Winter Storm Stella is rapidly approaching the East Coast, and it's shaping up to be a big one. If you're anywhere in the area, you should be prepared for what's coming, which means keeping up to date with the latest blizzard 2017 forecast for winter storm Stella.
Stella is making its way across the states, and according to the Weather Channel, it'll snow a bit in the Midwest as well. But the effects of the high-impact snowstorm are expected to be most prominent in the Northeast, which the storm is expected to hit on Monday night as it moves in a northerly direction. Heavy snowfall, at the rate of 1 to 3 inches per hour, is expected in New York City, Boston, and Washington D.C., starting Monday evening and continuing throughout the next day.
It's also going to get windy. From the New York City metro area to parts of southern New England, winds may reach 50 miles per hour, potentially creating blizzard conditions. Needless to say, this will make driving extremely difficult — perhaps impossible — and could also lead to downed power lines and trees. The National Weather Service has issued blizzard watches for New York City, Long Island, southern Connecticut, southern Rhode Island, and parts of southeastern Massachusetts.

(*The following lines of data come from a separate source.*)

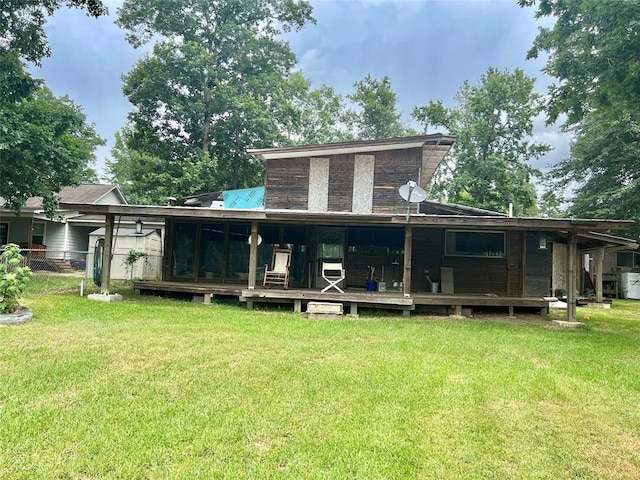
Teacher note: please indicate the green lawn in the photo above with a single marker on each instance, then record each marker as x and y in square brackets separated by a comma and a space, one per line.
[154, 388]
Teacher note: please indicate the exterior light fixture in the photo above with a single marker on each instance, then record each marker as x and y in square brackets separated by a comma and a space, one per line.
[543, 243]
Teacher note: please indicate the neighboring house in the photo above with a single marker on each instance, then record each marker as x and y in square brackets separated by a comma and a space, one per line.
[341, 203]
[618, 255]
[65, 239]
[148, 240]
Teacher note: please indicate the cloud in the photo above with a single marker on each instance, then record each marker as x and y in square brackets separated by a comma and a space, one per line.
[426, 48]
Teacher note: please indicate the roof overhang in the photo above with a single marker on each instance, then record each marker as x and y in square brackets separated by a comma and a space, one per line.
[347, 218]
[362, 146]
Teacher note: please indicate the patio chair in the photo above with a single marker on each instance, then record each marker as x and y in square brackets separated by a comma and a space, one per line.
[333, 273]
[278, 274]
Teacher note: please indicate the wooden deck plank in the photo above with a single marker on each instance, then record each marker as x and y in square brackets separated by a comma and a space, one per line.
[355, 298]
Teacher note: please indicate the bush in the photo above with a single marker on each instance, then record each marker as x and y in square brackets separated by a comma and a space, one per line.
[13, 277]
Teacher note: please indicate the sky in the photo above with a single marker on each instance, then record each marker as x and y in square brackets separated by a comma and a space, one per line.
[427, 48]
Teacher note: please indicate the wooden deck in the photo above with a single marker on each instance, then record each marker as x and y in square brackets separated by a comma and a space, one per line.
[353, 298]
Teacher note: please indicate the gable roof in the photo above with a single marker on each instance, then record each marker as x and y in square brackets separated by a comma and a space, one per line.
[93, 194]
[360, 146]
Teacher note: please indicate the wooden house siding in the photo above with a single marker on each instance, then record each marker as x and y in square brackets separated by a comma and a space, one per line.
[341, 183]
[287, 180]
[287, 184]
[55, 239]
[514, 264]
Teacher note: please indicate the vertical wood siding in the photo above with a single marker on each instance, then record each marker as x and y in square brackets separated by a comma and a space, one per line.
[341, 183]
[287, 184]
[393, 169]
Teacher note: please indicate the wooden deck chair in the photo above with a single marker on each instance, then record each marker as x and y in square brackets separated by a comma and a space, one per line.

In totality, the storm could bring up to a foot and a half of snow. Although meteorologists can't predict exactly which areas will end up with the most snow, they suspect that the I-95 corridor may have around a foot of snow or more. Although there will probably be some lighter snowfall on Wednesday, the worst of the storm will most likely be over by then.
The storm may also cause coastal flooding. The Jersey Shore, Long Island, and Cape Cod are all at risk, with the tides on Tuesday expected to be 2 to 3 feet higher than average. Waves on the ocean could become as high as 18 feet, though they're expected to shrink to 6 to 9 feet once they hit shores. Any flooding that results from this could cause road closures.
Stella will also bring moderate levels of snow to the Midwest, including up to an inch in Chicago. And the storm has already produced snow in Southern states as well, including as far south as Columbia, South Carolina.
Needless to say, you'll want to prepare for significant travel delays if you live in one of the affected areas. In addition to road closures, poor visibility, and power outages, there will likely be delays at major airports in the area, according to the Weather Channel.